57 stable children with CF (mean age, 9.5±6.2 years) had chest MRI scans performed. All children with CF and 106 healthy children (mean age, 8.9±4.8 years) underwent age-adapted MBW testing to assess LCI and to calculate LCI z-scores. 36 children (mean age, 13.9±4.4 years) were investigated at time of pulmonary exacerbation either via MRI (n = 10) or MBW (n = 26).

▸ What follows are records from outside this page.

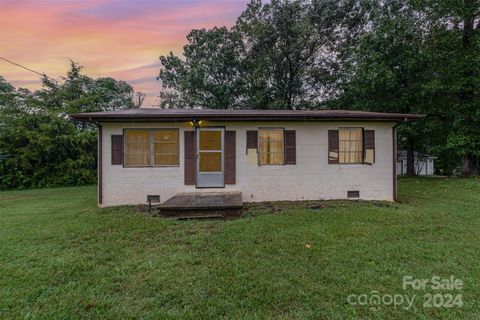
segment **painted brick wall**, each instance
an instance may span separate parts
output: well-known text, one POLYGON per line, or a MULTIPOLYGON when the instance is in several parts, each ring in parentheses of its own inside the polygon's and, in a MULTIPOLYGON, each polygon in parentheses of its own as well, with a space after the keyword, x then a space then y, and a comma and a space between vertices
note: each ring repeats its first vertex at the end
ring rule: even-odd
POLYGON ((347 190, 359 190, 365 200, 393 200, 393 123, 306 122, 306 123, 204 123, 235 130, 237 183, 222 189, 196 189, 184 185, 184 130, 188 123, 104 123, 103 204, 114 206, 146 203, 147 194, 159 194, 161 202, 180 192, 241 191, 243 200, 345 199, 347 190), (246 155, 246 131, 261 127, 296 130, 297 164, 258 166, 255 155, 246 155), (375 130, 375 163, 328 164, 328 130, 363 127, 375 130), (123 168, 111 165, 112 134, 124 128, 180 128, 178 167, 123 168))

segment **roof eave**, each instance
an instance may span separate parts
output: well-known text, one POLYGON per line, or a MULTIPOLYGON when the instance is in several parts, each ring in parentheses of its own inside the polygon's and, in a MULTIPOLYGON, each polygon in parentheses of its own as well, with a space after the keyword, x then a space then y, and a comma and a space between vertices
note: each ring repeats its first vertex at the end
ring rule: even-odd
POLYGON ((425 118, 423 115, 409 115, 401 117, 368 117, 368 116, 215 116, 215 115, 188 115, 188 116, 93 116, 88 114, 73 114, 72 118, 83 122, 153 122, 153 121, 167 121, 167 122, 186 122, 186 121, 223 121, 223 122, 248 122, 248 121, 288 121, 288 122, 311 122, 311 121, 374 121, 374 122, 412 122, 425 118))

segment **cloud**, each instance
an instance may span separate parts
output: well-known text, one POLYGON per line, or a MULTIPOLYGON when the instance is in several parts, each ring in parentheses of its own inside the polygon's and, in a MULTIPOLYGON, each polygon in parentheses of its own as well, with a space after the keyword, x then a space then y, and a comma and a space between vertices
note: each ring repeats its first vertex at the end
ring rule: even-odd
MULTIPOLYGON (((91 77, 133 84, 148 105, 160 89, 158 57, 181 54, 191 29, 233 25, 247 1, 1 0, 0 52, 53 78, 72 59, 91 77)), ((40 86, 26 70, 6 62, 0 70, 16 86, 40 86)))

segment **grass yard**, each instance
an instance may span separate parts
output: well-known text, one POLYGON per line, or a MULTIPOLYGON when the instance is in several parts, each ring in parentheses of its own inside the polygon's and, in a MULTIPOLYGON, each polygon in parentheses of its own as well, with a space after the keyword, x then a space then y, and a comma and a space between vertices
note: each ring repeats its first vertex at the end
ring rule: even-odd
POLYGON ((400 179, 399 195, 176 222, 98 209, 95 187, 1 192, 0 319, 480 318, 480 180, 400 179), (402 288, 435 275, 463 288, 402 288), (348 303, 372 291, 413 307, 348 303))

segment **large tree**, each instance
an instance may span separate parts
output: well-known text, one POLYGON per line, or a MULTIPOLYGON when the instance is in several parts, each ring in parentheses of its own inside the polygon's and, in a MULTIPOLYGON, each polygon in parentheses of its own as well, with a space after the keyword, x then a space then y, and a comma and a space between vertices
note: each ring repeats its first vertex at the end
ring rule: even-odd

Mean LCI z-score in healthy children was 0.1±1.2). LCI z-score was significantly higher in stable children with CF (5.4±5.5, P<0.001). Morphological, perfusion and global MRI chest score were elevated in stable children with CF and were positively correlated with a higher LCI z-score (R 0.682; 0.669; 0.711). Concordance between abnormal findings in MBW and MRI was above 70%. At exacerbation, LCI increased in children with CF from baseline (P<0.001) and decreased after antibiotic therapy (P<0.001). The MRI chest scores also decreased after iv antibiotic treatment (P<0.05).
LCI z-score and MRI chest score are elevated in CF and show a high correlation. Both methods are feasible and sensitive non-invasive markers of CF lung disease in children with CF under stable conditions and at time of exacerbation.